Another major win for business events is the opening of Aster Bar on the rooftop level – the space has never been open to the public before and the bar – with capacity for 110 – can now be booked for exclusive use for events on Monday and Tuesday nights. The views from Aster are impressive, looking out over Sydney’s botanical gardens, the Sydney Opera House, the harbour and the Sydney Harbour Bridge.
“There’s so many reasons for a meeting planner to choose this hotel now because it’s not just going to be a cookie cut experience. We’re tailor making all of our events,” says Brown.

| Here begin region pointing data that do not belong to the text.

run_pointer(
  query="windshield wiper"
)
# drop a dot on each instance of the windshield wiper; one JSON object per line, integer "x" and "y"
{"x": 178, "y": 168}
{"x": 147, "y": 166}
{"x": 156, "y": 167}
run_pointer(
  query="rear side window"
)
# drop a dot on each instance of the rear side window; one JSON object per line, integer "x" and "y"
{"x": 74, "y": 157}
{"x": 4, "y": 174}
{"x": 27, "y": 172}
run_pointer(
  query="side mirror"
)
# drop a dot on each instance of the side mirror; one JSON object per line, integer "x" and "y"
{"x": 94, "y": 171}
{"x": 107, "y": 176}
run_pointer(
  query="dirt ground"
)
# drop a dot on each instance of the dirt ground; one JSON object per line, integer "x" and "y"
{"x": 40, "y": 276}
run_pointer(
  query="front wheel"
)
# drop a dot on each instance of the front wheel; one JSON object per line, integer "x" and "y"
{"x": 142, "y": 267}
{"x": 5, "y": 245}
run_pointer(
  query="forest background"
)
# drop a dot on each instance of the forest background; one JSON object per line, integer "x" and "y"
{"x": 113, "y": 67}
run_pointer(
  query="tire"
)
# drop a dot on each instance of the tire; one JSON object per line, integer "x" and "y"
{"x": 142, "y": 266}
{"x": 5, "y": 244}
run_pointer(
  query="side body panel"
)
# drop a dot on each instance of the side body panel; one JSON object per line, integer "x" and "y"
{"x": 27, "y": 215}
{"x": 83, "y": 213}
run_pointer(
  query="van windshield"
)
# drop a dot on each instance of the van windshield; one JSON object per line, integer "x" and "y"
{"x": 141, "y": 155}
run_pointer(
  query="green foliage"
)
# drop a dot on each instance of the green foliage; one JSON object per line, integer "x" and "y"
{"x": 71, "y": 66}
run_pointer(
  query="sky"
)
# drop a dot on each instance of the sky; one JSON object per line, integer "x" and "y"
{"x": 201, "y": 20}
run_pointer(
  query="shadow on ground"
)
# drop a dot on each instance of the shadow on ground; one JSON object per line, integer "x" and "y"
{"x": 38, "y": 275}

On a culinary level, the team are embracing the whole of Sydney through event menus, theming different days around different parts of Sydney, from Bondi to the city’s multicultural west.
“Every day is different. Every coffee break, every lunch is different,” says Brown. “And it’s all themed around a sense of place – being in Sydney.”
The hotel’s major upgrade has also been a win for the sustainability of its operations.
“The whole backbone has been upgraded so all of it is way more energy efficient than it ever was in a historic building,” says Brown.
“We had a huge upgrade in technology as well that helps us manage the efficiency of the building, which we never had before because it was an old building. It’s got all these new bells and whistles and toys that are going to help us to be more sustainable.”
Brown says they’re also looking at everything they do to reduce the impact of the hotel.
“Even in the menus, all of the ingredients are locally sourced, it’s all from small suppliers, small farmers; it’s all local product, it’s not big mass produced product. It’s part of the journey we want to take,” says Brown.